Beauty & Makeup in Australia, answered.

Real questions about how the beauty & makeup niche operates inside the Australia market. Still curious? Get in touch.

01How do beauty YouTubers actually make money?

Most full-time beauty creators have four income streams: (1) AdSense, usually a smaller slice; (2) brand sponsorships and PR partnerships; (3) affiliate commission from product links (Sephora, Ulta, Amazon); (4) their own product line, which over time becomes the largest line for top channels. The biggest beauty creators on YouTube earn 70–90% of their income outside YouTube ads.

02Is beauty too saturated for new creators?

It's saturated for generic 'apply makeup' content.
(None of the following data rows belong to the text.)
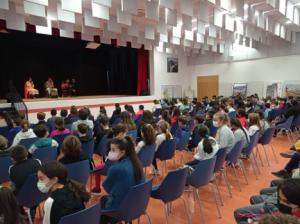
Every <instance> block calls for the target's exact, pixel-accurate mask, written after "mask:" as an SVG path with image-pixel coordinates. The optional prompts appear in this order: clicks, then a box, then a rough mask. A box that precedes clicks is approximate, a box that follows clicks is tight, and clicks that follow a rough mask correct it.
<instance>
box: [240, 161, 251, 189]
mask: <svg viewBox="0 0 300 224" xmlns="http://www.w3.org/2000/svg"><path fill="white" fill-rule="evenodd" d="M239 162H240V165H241V170H242V173H243V175H244V177H245V181H246V184H247V185H248V184H249V182H248V179H247V175H246V170H245V166H244V163H243V161H242V160H239Z"/></svg>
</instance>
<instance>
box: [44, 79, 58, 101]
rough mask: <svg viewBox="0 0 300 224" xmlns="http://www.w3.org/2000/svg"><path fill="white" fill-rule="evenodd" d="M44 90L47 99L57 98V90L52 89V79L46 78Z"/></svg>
mask: <svg viewBox="0 0 300 224" xmlns="http://www.w3.org/2000/svg"><path fill="white" fill-rule="evenodd" d="M45 90H46V94H47V96H48V97H58V91H57V88H55V87H54V82H53V80H52V78H48V80H47V81H46V82H45Z"/></svg>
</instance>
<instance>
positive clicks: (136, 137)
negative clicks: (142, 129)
mask: <svg viewBox="0 0 300 224" xmlns="http://www.w3.org/2000/svg"><path fill="white" fill-rule="evenodd" d="M127 135H128V136H130V137H131V138H132V139H133V141H136V138H137V130H131V131H128V132H127Z"/></svg>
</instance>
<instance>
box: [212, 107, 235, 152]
mask: <svg viewBox="0 0 300 224" xmlns="http://www.w3.org/2000/svg"><path fill="white" fill-rule="evenodd" d="M227 124H228V117H227V115H226V114H225V113H221V112H218V113H216V114H215V115H214V120H213V125H214V126H215V127H217V128H218V131H217V134H216V140H217V143H218V144H219V147H220V149H222V148H227V153H229V152H230V151H231V149H232V148H233V146H234V142H235V140H234V135H233V132H232V131H231V129H230V128H229V127H228V125H227Z"/></svg>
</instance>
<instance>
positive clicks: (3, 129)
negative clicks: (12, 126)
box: [0, 126, 9, 137]
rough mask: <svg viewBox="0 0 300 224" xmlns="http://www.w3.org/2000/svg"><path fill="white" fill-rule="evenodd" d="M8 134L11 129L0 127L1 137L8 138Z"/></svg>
mask: <svg viewBox="0 0 300 224" xmlns="http://www.w3.org/2000/svg"><path fill="white" fill-rule="evenodd" d="M8 132H9V127H8V126H6V127H0V135H2V136H4V137H7V135H8Z"/></svg>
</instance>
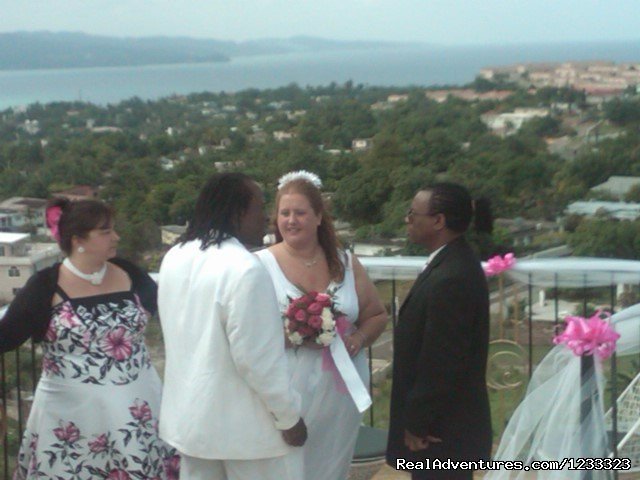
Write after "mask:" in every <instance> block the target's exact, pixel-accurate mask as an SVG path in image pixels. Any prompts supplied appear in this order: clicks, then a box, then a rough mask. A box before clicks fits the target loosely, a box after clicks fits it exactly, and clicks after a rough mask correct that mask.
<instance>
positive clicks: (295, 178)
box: [278, 170, 322, 190]
mask: <svg viewBox="0 0 640 480" xmlns="http://www.w3.org/2000/svg"><path fill="white" fill-rule="evenodd" d="M294 180H304V181H306V182H309V183H310V184H311V185H313V186H315V187H316V188H317V189H320V188H322V180H320V177H319V176H317V175H316V174H315V173H311V172H307V171H306V170H298V171H296V172H289V173H286V174H284V175H283V176H281V177H280V179H279V180H278V190H280V189H281V188H282V187H284V186H285V185H286V184H287V183H290V182H293V181H294Z"/></svg>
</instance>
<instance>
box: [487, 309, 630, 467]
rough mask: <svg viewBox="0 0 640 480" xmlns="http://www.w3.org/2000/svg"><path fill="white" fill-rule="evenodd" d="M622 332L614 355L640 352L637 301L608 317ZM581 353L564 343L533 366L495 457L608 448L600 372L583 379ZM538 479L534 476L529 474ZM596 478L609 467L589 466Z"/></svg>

It is wide open for specific angles: skincare for a particular skin condition, makeup for a particular skin tone, technique tutorials for under-served features, niche brand-history deep-dives, or budget-only product reviews. The top new entrants in the past 3 years have all picked a sub-niche specific enough to own, then expanded.

03Do beauty channels need professional lighting and cameras?

Better than the niche average, yes. Beauty is one of the few niches where image quality directly affects credibility, because viewers need to see exact colours and finishes. A solid ring light, a good front-facing camera (even a recent phone), and a controlled background are non-negotiable. Studio-grade gear is not, especially in the first 12 months.

04Can an Australian YouTube channel reach a global audience?

Easily, and most established Australian channels do. English-language Australian content with universal subjects (food, fitness, tech, lifestyle) typically builds 50-80% non-Australian audiences over time. The cultural and linguistic distance to North America is small enough that content travels naturally without localisation.

05What are Australian YouTube RPMs like compared to US and UK?

Slightly below UK, well below US. Australian RPMs typically run 60-75% of US rates, similar to the UK. The advantage Australian creators have is that their audiences often spill into US, UK, and Canadian viewers, who all earn closer to tier-1 RPMs. A channel with 40% Australian and 60% US viewership would earn similar to a pure US channel.